It's Sunday evening, but it's already dark. Chelsea was happy—almost eager—to meet you and Michelle up in the gym loft, and you'd had to put her off just a little bit, so that you could meet with Michelle and set up the ambush. You can't believe it went off so easily.

"Will."

You jump a little. Michelle has knelt next to Chelsea and is frowning up at you. "I said," she says, "is anyone going to interrupt us up here?"

"Huh? Oh, I don't think so. Chelsea always clears the schedule to make sure we're alone when we talk. Except for Gordon," you add. "Shit."

Michelle raises an eyebrow. "Could he show up?"

"Might. I dunno. But what I'm thinking is—" You chew your lip. "I told you that he had that accident? That he's not really Gordon anymore, he's one of those robot things?" Michelle nods. "He's supposed to obey Chelsea." You look down at the head cheerleader; Michelle has been arranging her hair and limbs so she doesn't look quite so much like a crumpled doll. "What happens after we replace her?"

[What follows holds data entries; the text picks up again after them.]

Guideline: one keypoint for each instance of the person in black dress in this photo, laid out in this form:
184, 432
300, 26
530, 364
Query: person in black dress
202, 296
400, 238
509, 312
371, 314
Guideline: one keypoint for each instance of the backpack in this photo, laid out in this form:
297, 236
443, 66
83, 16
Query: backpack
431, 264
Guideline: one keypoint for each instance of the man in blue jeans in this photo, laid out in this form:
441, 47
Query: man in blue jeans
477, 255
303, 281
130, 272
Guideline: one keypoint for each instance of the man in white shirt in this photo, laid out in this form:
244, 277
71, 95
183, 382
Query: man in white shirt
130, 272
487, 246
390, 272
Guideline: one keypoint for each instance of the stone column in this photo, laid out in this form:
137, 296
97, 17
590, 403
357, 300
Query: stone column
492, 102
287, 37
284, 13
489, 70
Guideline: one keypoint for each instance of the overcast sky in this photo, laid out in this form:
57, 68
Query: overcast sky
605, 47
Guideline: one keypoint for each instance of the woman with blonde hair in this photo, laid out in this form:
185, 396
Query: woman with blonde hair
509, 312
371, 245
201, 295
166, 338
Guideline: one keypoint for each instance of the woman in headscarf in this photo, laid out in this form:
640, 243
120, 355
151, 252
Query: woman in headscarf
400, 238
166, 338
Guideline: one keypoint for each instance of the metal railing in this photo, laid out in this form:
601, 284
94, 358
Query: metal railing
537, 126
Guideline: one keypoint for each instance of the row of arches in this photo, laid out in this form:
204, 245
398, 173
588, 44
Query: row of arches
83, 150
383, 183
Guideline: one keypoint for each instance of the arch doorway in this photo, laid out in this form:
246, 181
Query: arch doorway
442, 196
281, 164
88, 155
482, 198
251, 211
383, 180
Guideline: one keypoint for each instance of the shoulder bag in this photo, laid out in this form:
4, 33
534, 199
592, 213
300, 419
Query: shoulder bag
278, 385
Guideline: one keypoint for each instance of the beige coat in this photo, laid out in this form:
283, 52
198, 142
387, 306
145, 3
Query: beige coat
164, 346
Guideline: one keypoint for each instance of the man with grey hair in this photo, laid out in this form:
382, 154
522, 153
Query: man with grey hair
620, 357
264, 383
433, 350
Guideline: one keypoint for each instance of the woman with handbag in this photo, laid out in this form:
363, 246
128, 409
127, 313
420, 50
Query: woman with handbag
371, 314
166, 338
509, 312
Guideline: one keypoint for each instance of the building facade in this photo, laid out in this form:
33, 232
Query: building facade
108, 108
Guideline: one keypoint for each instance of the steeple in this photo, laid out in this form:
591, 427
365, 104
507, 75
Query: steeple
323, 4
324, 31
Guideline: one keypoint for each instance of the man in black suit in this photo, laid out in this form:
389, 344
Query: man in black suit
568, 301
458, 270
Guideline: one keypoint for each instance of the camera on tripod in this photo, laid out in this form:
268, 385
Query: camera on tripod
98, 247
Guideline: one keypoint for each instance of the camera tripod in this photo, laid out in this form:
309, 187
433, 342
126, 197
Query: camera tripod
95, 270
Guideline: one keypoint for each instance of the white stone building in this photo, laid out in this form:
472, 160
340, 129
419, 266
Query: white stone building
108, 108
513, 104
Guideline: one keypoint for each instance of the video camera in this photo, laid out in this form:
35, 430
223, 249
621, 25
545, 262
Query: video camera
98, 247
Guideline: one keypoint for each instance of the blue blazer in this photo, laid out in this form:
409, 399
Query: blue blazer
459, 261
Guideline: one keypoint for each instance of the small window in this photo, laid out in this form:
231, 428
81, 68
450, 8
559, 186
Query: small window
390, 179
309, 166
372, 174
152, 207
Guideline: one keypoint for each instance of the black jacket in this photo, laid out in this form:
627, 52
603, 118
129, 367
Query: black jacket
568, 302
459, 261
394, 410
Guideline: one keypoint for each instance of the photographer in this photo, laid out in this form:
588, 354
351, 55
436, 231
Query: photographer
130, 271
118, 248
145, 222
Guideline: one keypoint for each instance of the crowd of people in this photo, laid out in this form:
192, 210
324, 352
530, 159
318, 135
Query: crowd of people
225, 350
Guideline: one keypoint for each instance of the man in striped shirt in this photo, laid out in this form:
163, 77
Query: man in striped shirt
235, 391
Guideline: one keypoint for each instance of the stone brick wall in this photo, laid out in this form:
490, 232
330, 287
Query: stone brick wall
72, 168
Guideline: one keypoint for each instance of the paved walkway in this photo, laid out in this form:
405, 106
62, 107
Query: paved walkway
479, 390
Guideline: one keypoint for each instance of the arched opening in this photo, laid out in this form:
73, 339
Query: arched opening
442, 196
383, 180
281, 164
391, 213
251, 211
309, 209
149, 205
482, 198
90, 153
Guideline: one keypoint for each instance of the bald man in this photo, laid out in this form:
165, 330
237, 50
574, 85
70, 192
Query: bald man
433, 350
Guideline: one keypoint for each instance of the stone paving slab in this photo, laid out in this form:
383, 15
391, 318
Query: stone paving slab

"I'll be Chelsea, right?" Michelle says. "So he'll obey me, won't he?"

You can only shrug. What she says makes sense, but you can't shake the feeling that things might not work that way. But you swallow your doubts and change the subject: "Should we get Alexis out here?"

"Why?" Michelle returns to arranging Chelsea. "This doesn't have to do with her."

"Well, who's she going to be? Who did she pick?"

"Is that your business?"

"If I'm going to help out, like I did here, I should know." Michelle makes no reply. "Is it one of Chelsea's friends?"

"It's one of Alix's friends. Well, not a friend, exactly," Michelle corrects herself as she unbuttons Chelsea's top. "Someone she knows."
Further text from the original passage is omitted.